I think that anyone who has worked professionally understands that it's a miracle we make it through life with the relatively limited quantity of exposures and accidents that we have. Things like Spectre/Meltdown usually don't get the notice of people who care to expose it publicly until they've been privately theorized, discussed, and practiced in some form for many years.

Personally I believe that if Spectre had come out 10 years prior, the likely response from Linus et al would've been "How about instead of crippling useful CPU speed optimizations, we just don't let random people feed instructions to our CPUs." Obviously, with cloud computing underpinning so much critical profit/surveillance-- uh, I mean, infrastructure-- these days, that won't fly. (Meltdown is a different story since the CPU is supposed to be protecting that.)

Computers are very complex systems designed by people. Work with more than 5 people and you quickly learn how much trust is warranted in complex systems designed by people (hint: very little).

I absolutely believe that relying on the security properties of the physical world, particularly "this item cannot exist in more than one place at a time, nor can it be replicated and transmitted across the earth in under one second", is much more reliable than any computer security.

Pen and paper is the only way to go for the truly paranoid.

1 comments

I would not at all be surprised if Spectre and Meltdown were already known at nation state level, they have a lot of resources to throw at problems like this. The fact that Google provides this service for free is an amazing counterbalance to that kind of power, the bugs don't magically disappear but at least the playing field has been leveled a bit.
It is my impression that analysis of side channels has been done and professionalized in the intelligence community for a long time before it became an important consideration in the general IT community.
Adi Shamir, the S in RSA, has done tons of work on side channel analysis, especially of hardware crypto, for decades. Timing attacks, voltage attacks, EM, you name it.

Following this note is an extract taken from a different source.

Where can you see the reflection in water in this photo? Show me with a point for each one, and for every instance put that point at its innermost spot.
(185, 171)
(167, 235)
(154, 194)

So it's not unknown. But as a counterpoint I had a shocking moment in the 90's when I learned that Faraday Cages (to prevent TEMPEST attacks) were being designed with a second Faraday cage inside them to protect the light bulbs.

Seems that the interference between a CRT and a fluorescent bulb are sufficient that you can detect information on the power lines leading into the room. So they caged the bulbs to keep them magnetically isolated from the computers.